The proposals on "fair value" accounting by the Institute of International Finance, an alliance of 300-plus companies chaired by Josef Ackermann, Deutsche Bank's chairman, would enable financial companies to cushion the blow of financial crises by valuing illiquid assets using historical, rather than market, prices.
Under the plan, which has been obtained by the Financial Times, banks that decided to keep assets on their balance sheet would also be freed from the requirement to hold them to maturity and would be able to sell them after two years.
The IIF's proposals, which were sent to US and European central banks, governments and accounting watchdogs, underline financial groups' view that the credit crunch will inflict long-lasting damage on their business.
The IIF's paper says: "The writedowns required under current interpretations may be substantially in excess of any actual or reasonably probable loss on many instruments".
Financial companies around the world have been hit by more than $300bn in writedowns and been forced to raise more than $260bn from outside investors since last year, according to Bank of America analysts.
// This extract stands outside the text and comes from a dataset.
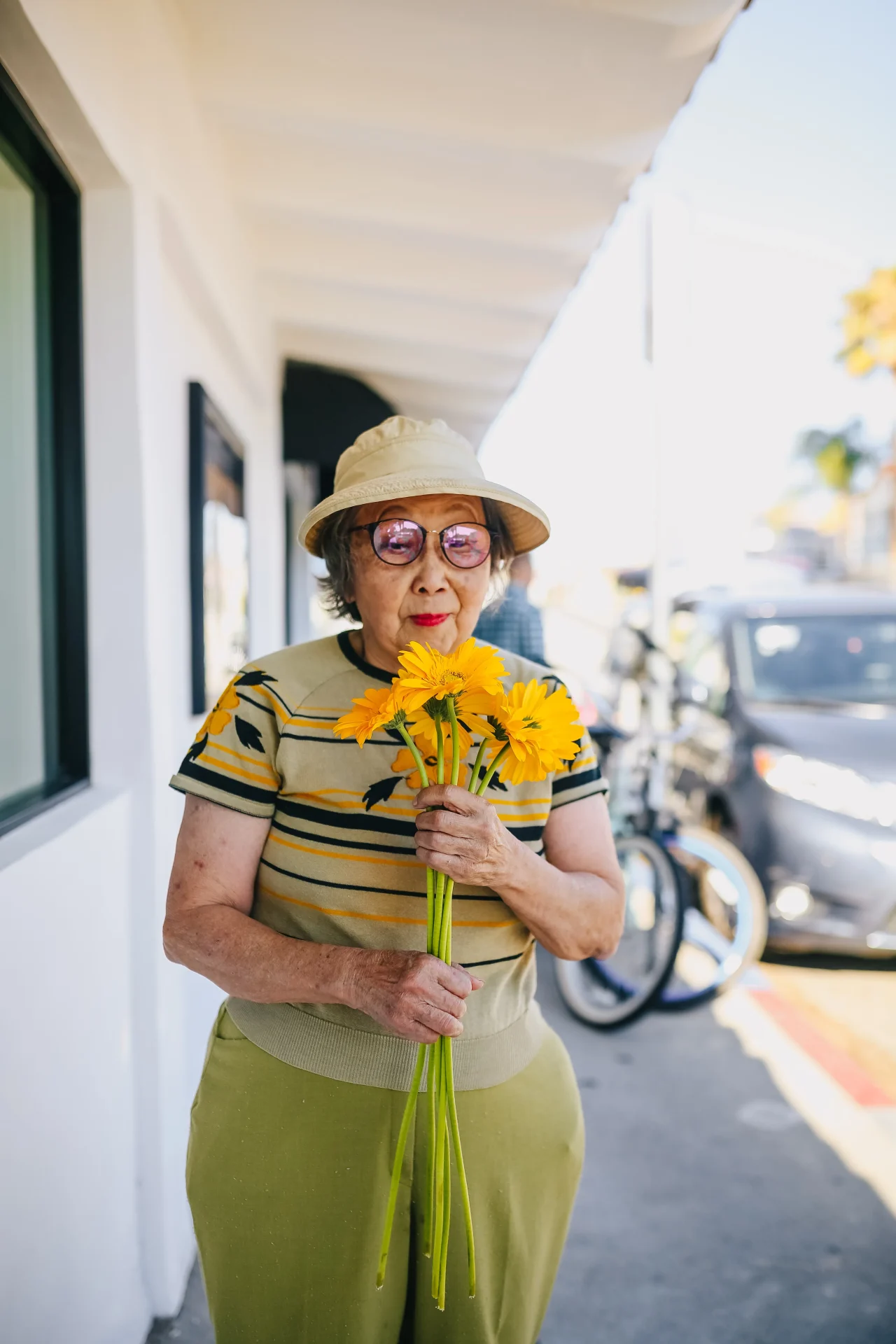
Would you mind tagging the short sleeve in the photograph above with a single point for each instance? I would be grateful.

Senior bankers have long sought a change to the accounting rules, arguing that the requirement to mark the value of assets to the market price creates a vicious cycle of excessive losses, capital depletion and forced asset sales. "Often dramatic writedowns of sound investments required under the current implementation of fair-value accounting adversely affect market sentiment, in turn leading to further writedowns . . . in a downward spiral that may lead to large-scale fire-sales of assets," the IIF's paper argues.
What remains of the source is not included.